Project activities will continue until the pipeline is placed into service in the third quarter of 2018, NEXUS spokesman Adam Parker wrote in an email.
The 255-mile NEXUS pipeline starts near Hanoverton in Columbiana County and will connect to existing natural gas pipelines in Michigan.
Work on the project is divided into four zones, or spreads. Stark is in Spread 1, which stretches 54 miles from Hanoverton to Doylestown in Wayne County.
As of Dec. 15, 36 percent of Spread 1 had been cleared of trees, according to the latest update filed by NEXUS with the Federal Energy Regulatory Commission.
Tree cutting was visible in Washington Township east of Parks Avenue NE, and piles of cut trees were being collected at the corner of Beech Street and Beechwood Avenue NE last week.
NEXUS told FERC that crews working on Spread 1 would continue to install access pads, post signs and clear trees last week, except within the city of Green.
A federal appeals court in Cincinnati stopped work on an 8-mile segment of the pipeline in Green on Nov. 22 while the city challenges a construction permit issued by the Ohio Environmental Protection Agency.

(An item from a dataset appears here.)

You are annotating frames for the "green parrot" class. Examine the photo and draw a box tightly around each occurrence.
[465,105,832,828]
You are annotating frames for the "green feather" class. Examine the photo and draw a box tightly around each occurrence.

Pipeline construction was most advanced along Spread 4, the part of the pipeline in Michigan, where workers had already started welding pipe and burying it in the ground.
Detroit-based DTE Energy and Enbridge, a Canadian company, are partners in the $2.1 billion NEXUS project.
When completed, the 36-inch diameter pipeline will carry up to 1.5 billion cubic feet of natural gas a day from the Utica and Marcellus shales to users in Ohio, Michigan and Canada.
Shane Hoover is a staff writer for The Canton Repository.